Auditorium Seating

How to Test My Sofa’s Upholstery Fabric Durability and Strength

When shopping for a new piece of furniture, one of the biggest concerns is inevitably going to be durability; fabric being the “skin” of the piece, its ability to take a beating is undoubtedly the most important factor, especially for high traffic areas. Still, most people have no clue how to go about picking the most durable fabric, and that’s ok! We’re here to help.

First thing to know is, how exactly is a fabric’s durability measured? Most fabrics go by one of two test methods, known as Wyzenbeek and Martindale, to give the fabric an “abrasion” or “double rub” rating. Essentially, the fabric is pulled tight and rubbed in two directions by a standard weight fabric; if two yarn breaks occur, or if noticeable wear is observed, at that point the number of rubs is recorded as the abrasion rating. 30,000 double rubs is considered minimum durability for commercial use; hotels, conference rooms, etc. Between 30,000 and 100,000 is considered heavy duty. Although these tests are only used as tools for predicting wear, it can help when looking at fabrics, to know that the higher the abrasion rating number is, the better it performed on the durability test.

There are definitely other factors to consider, though, when picking a fabric based on durability. Most fabrics come with standard levels of durability across the board, based simply on what they are made out of. The most all-around durable materials are leather and micro-denier (“micro-fiber”). Leather is tough and easily vacuumed, wiped clean, and conditioned for long life. Micro-denier, made of 100% polyester, is extremely tightly woven, making it very difficult for dirt and/or liquids to penetrate its surface, as well as making it very difficult to tear, rip, or pill. Cotton, depending on the weave (canvas is the best!), is also very durable in terms of wear, fade, and pilling, however it tends to wrinkle and will absorb stains; a cotton-polyester blend is a great compromise to help avoid the wrinkling, and a stain treatment can make up for its absorbent properties. Wool, although usually very warm, is extremely resistant to pilling, fading, soil, and fading. A blend with polyester or rayon can make it more skin-friendly. Manufactured to imitate wool, acrylic fibers will not fade, soil, or wear easily, although less expensive versions will usually display a certain amount of pilling after some time of heavy use. Rayon can go either way – high quality rayon can be extremely durable, but be careful when looking for rayon at a very low price – it’s likely to wrinkle and can sometimes absorb water stains. Other very durable fabrics include olefin, nylon, and vinyl; all very good choices for heavy use pieces of furniture.
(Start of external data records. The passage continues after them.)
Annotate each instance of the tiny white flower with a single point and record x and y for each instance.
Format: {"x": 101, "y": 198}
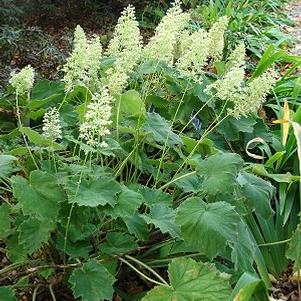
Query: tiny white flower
{"x": 22, "y": 81}
{"x": 237, "y": 57}
{"x": 51, "y": 125}
{"x": 126, "y": 48}
{"x": 216, "y": 36}
{"x": 82, "y": 66}
{"x": 254, "y": 95}
{"x": 194, "y": 53}
{"x": 229, "y": 85}
{"x": 97, "y": 119}
{"x": 162, "y": 45}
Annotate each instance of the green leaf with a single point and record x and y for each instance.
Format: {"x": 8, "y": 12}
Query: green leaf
{"x": 163, "y": 218}
{"x": 132, "y": 103}
{"x": 96, "y": 192}
{"x": 46, "y": 92}
{"x": 160, "y": 129}
{"x": 128, "y": 202}
{"x": 152, "y": 196}
{"x": 231, "y": 127}
{"x": 92, "y": 282}
{"x": 137, "y": 226}
{"x": 247, "y": 286}
{"x": 219, "y": 173}
{"x": 39, "y": 140}
{"x": 294, "y": 250}
{"x": 4, "y": 220}
{"x": 191, "y": 281}
{"x": 40, "y": 196}
{"x": 191, "y": 183}
{"x": 16, "y": 251}
{"x": 243, "y": 250}
{"x": 7, "y": 294}
{"x": 207, "y": 227}
{"x": 118, "y": 243}
{"x": 258, "y": 193}
{"x": 33, "y": 233}
{"x": 7, "y": 165}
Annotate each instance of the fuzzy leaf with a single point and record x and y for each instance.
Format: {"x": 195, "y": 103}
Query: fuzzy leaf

Among the least durable fabrics are linen and silk. Don’t get me wrong – both can be gorgeous and luxurious additions to a beautiful piece of furniture – but they should probably be used only in “adult” areas, where food and drink don’t go, as they soil (and wrinkle) easily. They both must be professionally cleaned if stained, and will not withstand heavy wear. However, they both breathe nicely, and resist pilling and fading.

Whatever fabric you happen to fall in love with, there will almost always be a more durable alternative. If you want leather but don’t have the time to care for it, opt for vinyl or micro-suede. If you love linen but you need a kid or pet-friendly fabric, opt for synthetic linen (either a cotton/poly blend or 100& polyester). If you love the formal and fancy feel of silk and velvet but you’re not living in a formal environment, try micro-velvet instead. A good piece of furniture should fit your tastes, but it also needs to fit your use of it; make sure you are honest with yourself from the beginning about how you treat your sofa, and it will be smooth sailing!